Purim 2013 AJN Go East Young Man
Sunday, 16 June 2013 | 8 Tammuz, 5773
Go east young man – Purim is on the way! The very opening words of the Megillah – and certainly the first chapter of this Book of Esther – transport us into an exotic, sybaritic kingdom. The great empire stretches from India to Africa (MeHoduvead Kush). The palace that Achasverosh constructs is a “stately pleasure dome” of expansive slabs of marble, pavements of precious inlaid stones, lavish hangings and exquisite gardens.
This chapter sets the scene for the rest of the story because it invites us into the mind and heart of the complex autocratic ruler, King Achashverosh. He is grandiose, out to impress but his ostentation and power hide a lingering insecurity which will be manipulated by Haman and exploited by Esther.
I only understood the full implications of this chapter when I visited Rajasthan in India recently. The fabulously wealthy Maharajas that once ruled this northern state of India knew all about precious stones and rich hangings of “white, fine cotton and blue wool…upon silver rods and marble pillars, couches of gold and silver” (Esther 1:6). They created stunning gardens with beautiful water features, they had outer courtyards for audiences with the plebeians, they had inner reception rooms for the “officials and royal workers” (Esther 1:3) and they impressed the pants off their visitors with “golden goblets – no two goblets alike” (Ibid 1:7). They had administrative offices at the gates where politicians and lobbyists like Mordechai could hang out. And they certainly had extensive, secure quarters for their harems.
It is easy to be cynical about all this wealth and corruption.
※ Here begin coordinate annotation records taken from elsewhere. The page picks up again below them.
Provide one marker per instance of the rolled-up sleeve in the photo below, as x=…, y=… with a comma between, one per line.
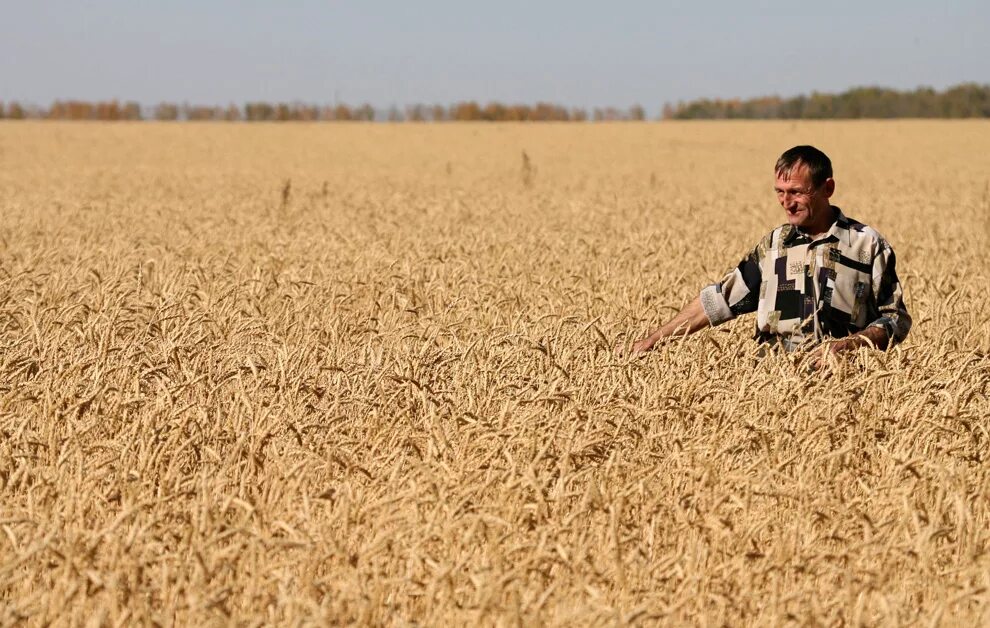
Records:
x=891, y=313
x=737, y=293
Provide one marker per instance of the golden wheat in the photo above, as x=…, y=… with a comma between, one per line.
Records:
x=331, y=373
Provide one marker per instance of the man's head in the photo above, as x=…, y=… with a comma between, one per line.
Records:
x=804, y=184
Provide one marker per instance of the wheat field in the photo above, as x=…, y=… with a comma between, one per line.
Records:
x=364, y=374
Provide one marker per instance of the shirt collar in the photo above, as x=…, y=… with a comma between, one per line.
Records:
x=839, y=231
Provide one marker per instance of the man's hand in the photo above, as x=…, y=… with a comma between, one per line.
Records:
x=875, y=337
x=690, y=319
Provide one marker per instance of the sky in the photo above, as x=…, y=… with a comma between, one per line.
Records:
x=573, y=53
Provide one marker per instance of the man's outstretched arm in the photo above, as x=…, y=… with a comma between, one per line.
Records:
x=690, y=319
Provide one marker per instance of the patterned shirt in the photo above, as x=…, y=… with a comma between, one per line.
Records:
x=803, y=289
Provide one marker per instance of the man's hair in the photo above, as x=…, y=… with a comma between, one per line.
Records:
x=818, y=164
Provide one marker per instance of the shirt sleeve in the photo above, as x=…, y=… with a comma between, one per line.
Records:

It is easy to dismiss Achashverosh as a foolish, hedonistic, totalitarian ruler with an edifice complex, but there is surely a role for places and objects of beauty. The Torah itself dedicates numerous chapters to the building of the Mishkan (Tabernacle) and the Temple.
My visit to India reminded me that grand monuments and palaces are not just pretentious pleasure centres. Bill Clinton ostensibly put it best: "You can divide the world into those who are lucky and those who are unlucky. Among the first are those who have seen the Taj Mahal" Having had the good fortune of visiting the Taj recently I would certainly agree.
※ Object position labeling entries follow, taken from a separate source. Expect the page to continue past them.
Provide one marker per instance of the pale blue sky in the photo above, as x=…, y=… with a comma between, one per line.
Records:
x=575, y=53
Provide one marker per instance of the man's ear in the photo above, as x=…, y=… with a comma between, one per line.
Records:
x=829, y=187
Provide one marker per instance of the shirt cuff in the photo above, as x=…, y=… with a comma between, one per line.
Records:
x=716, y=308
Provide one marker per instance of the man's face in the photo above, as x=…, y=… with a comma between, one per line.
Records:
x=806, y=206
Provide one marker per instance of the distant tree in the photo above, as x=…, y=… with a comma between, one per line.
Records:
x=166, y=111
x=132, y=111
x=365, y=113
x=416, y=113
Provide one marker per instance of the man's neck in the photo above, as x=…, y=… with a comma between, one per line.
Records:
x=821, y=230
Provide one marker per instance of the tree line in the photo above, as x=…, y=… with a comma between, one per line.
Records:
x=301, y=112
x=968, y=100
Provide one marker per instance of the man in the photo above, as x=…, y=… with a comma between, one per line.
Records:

Nothing quite prepares one for this majestic dream in marble set in the rather ordinary city of Agra, India. Despite the iconic images and the hackneyed depiction of the Taj Mahal as a glorified call centre, this monument defies any preconceptions or easy definitions. It has a demanding and dignified presence; it exudes a sense of mystery and serenity; it reaches into your soul.
Built over twenty two years (represented by the 22 small domes on the main entrance) and completed in 1648, this tribute by the Mughal emperor, Shahjahan to his beloved deceased wife MumtazMahal (The Lady of the Taj) is deservedly one of the world's wonders. We visited at sunset time, and the exquisite white marble took on the soft petalled hues of the sky. It seemed a fitting moment to davenmincha in one of the quiet corners (despite the huge crowds) of the magnificent courtyards overlooking the gardens and pools. It was a reminder of how G-d's presence is not confined to any one place and I enjoyed the irony of praying near a Muslim monument. The Taj itself is not a mosque but a glorious tomb.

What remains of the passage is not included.